Le code pénal doit respecter l’intégralité des droits humains

Le code pénal doit être élaboré par l’élite intellectuelle. Abdelaziz Elatiki, professeur à la faculté des sciences juridiques, économiques et sociales de l’Université Sidi Mohamed Ben Abdellah de Fès, nous dit pourquoi.

« Le code pénal est un texte dur, qu’on ne peut pas modifier de façon périodique, car il touche aux libertés fondamentales. On doit prendre le temps d’y intégrer l’ensemble des principes de base sur lesquels il y a eu un consensus dans la société marocaine. Ce consensus doit être transformé en un ensemble de convictions à inculquer au peuple », a déclaré d’emblée Abdelaziz Elatiki dans un entretien exclusif accordé à Médias 24. Et d’ajouter : « L’avant-projet a tenté d’intégrer ces éléments, mais n’a pas eu le courage nécessaire pour se débarrasser des influences conservatrices. »

En effet, dans les débats publics, il est souvent question de compromis. C’est à croire que le souci premier est de proposer un texte qui ne déplaise à personne, mais qui ne convient à personne non plus. « Quand on parle de réforme, la plupart des intéressés nous répondent que le peu que nous avons fait est le maximum que l’on pouvait atteindre. Ou encore, qu’il n’est pas possible de garantir toutes les libertés, car le peuple n’est pas près de l’accepter », témoigne A. Elatiki, qui estime qu’il s’agit là d’une « recette » politique avant tout.

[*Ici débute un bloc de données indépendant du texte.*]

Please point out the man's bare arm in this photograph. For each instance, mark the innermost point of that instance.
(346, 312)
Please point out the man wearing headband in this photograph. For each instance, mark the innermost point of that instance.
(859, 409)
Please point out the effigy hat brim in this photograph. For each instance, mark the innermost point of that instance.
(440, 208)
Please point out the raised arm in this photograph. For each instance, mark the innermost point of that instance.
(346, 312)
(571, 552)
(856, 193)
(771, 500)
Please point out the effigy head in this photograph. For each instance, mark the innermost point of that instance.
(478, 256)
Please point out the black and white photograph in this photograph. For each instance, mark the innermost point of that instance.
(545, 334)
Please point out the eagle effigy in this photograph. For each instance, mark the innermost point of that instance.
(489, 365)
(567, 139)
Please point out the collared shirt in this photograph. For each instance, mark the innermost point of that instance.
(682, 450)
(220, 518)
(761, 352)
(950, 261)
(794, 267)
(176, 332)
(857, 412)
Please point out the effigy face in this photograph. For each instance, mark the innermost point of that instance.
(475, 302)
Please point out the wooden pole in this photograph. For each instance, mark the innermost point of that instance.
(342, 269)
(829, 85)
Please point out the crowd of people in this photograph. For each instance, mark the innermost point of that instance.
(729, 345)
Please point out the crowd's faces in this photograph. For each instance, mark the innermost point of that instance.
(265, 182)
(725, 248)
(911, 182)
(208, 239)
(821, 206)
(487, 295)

Selon le professeur universitaire, il faudrait être conscient de deux choses : « le premier principe qu’il faut intégrer, c’est que c’est le rôle de l’élite cultivée, engagée et consciente de tirer la société vers le progrès et la modernité. Inversement, si on adopte le point de vue traditionaliste de la masse populaire pour élaborer un texte, il est certain qu’on se rapprocherait plus de l’époque médiévale que de la modernité. » 

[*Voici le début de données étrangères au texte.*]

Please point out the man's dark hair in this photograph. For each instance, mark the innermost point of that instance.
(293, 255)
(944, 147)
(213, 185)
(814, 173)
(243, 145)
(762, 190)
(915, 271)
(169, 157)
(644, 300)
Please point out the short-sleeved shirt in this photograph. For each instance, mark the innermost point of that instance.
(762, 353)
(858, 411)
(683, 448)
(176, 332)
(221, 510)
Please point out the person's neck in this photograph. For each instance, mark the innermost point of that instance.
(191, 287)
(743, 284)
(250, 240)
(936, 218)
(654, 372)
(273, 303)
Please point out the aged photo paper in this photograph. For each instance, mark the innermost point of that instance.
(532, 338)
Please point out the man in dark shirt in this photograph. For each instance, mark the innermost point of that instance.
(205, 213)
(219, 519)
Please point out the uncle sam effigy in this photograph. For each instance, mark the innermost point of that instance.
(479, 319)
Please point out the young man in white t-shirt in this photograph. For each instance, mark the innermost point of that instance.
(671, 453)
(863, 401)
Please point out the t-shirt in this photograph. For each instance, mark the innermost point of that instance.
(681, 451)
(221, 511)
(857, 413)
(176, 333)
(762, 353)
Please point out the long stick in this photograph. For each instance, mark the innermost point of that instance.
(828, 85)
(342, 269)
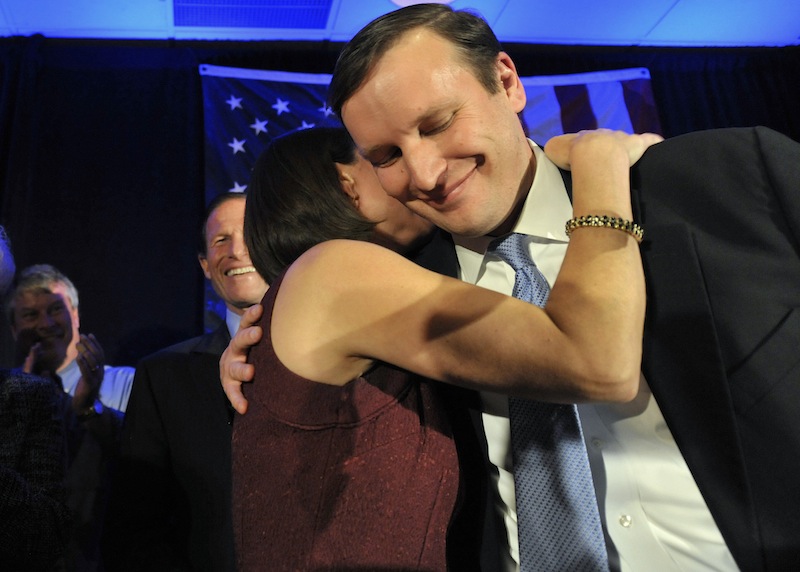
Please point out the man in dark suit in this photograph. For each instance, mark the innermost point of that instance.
(34, 517)
(171, 499)
(699, 471)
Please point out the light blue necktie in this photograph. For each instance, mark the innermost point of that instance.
(557, 515)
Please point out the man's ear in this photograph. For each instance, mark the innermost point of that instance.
(347, 182)
(512, 85)
(204, 265)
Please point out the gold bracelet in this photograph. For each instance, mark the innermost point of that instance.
(628, 226)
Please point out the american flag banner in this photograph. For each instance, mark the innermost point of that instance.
(618, 99)
(244, 109)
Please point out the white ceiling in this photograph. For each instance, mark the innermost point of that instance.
(578, 22)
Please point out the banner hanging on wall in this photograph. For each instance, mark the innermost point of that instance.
(244, 109)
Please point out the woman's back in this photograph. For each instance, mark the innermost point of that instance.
(363, 476)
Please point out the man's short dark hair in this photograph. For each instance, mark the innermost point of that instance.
(470, 34)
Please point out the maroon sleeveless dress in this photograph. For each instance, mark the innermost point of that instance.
(360, 477)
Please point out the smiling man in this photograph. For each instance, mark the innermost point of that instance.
(171, 506)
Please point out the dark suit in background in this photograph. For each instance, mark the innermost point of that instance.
(721, 253)
(171, 507)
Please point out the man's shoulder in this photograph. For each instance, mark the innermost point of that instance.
(15, 381)
(211, 343)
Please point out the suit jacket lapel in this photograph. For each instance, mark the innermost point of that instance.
(684, 368)
(205, 369)
(685, 371)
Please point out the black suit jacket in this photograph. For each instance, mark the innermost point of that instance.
(171, 506)
(721, 253)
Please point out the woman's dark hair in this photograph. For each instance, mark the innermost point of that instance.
(295, 199)
(470, 35)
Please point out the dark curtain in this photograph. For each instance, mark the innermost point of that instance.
(101, 154)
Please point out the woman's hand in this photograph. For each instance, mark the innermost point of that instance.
(233, 367)
(560, 148)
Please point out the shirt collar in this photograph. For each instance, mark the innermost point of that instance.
(544, 214)
(232, 320)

Il est donc nécessaire de suivre une vision éclairée, qui place la sacralité de la vie et des droits humains au centre de toute l’attention. « Cette approche naît à travers la culture des droits universels, à laquelle nous, Marocains, avons également contribué, directement ou indirectement, à travers les apports de notre civilisation, de nos valeurs et de notre culture et à laquelle nous continuons de participer », estime A. Elatiki.

                       +UN DISCOURS PUREMENT IDEOLOGIQUE…+

Le deuxième point sur lequel se base l’analyse du professeur universitaire concerne les paramètres sociaux et économiques, sur lesquels les détracteurs de la réforme construisent leur discours pour légitimer un retard d’adoption. « Le discours véhiculé par les conservateurs, selon lequel les conditions sociales ne sont pas réunies pour adopter les droits de l’homme dans leur intégralité, est biaisé. On peut identifier l’origine de la vulnérabilité sociale actuelle comme une conséquence directe de l’existence de l’ignorance et de la pauvreté dans la société marocaine », nous déclare A. Elatiki, qui poursuit : « Cette vulnérabilité sociale est, en elle-même, une forme d’atteinte aux droits humains, car il est évident que l’État ne participe pas (ou du moins pas assez) à cultiver et à éduquer sa population. Cela signifie que les politiques bafouent une grande partie des droits élémentaires des citoyens. »

C’est justement là que réside le mal. « On utilise une atteinte aux droits de l’homme pour justifier une autre atteinte à ces mêmes droits ! C’est un discours purement idéologique », analyse notre source. Et de conclure : « À l’international, on considère que les droits humains sont un bloc indivisible, un système qui regroupe à la fois les droits civiles et politiques avec les droits économiques et sociaux. C’est justement pour contrer l’argument de ceux qui justifient le retard d’adoption des droits humains par une autre atteinte à ces droits. »

Afin d’éduquer la société aux valeurs universelles, l’État n’a d’autre choix que d’adopter les valeurs universelles des droits humains dans leur intégralité, en marquant une rupture avec le discours conservateur, qui risque d’entraîner le pays, à la longue, vers une réduction du champ des libertés. À ce propos, le CNDH recommande, en matière de droit pénal, l’adoption par l’État de l’ensemble des droits garantis par les traités et conventions internationales.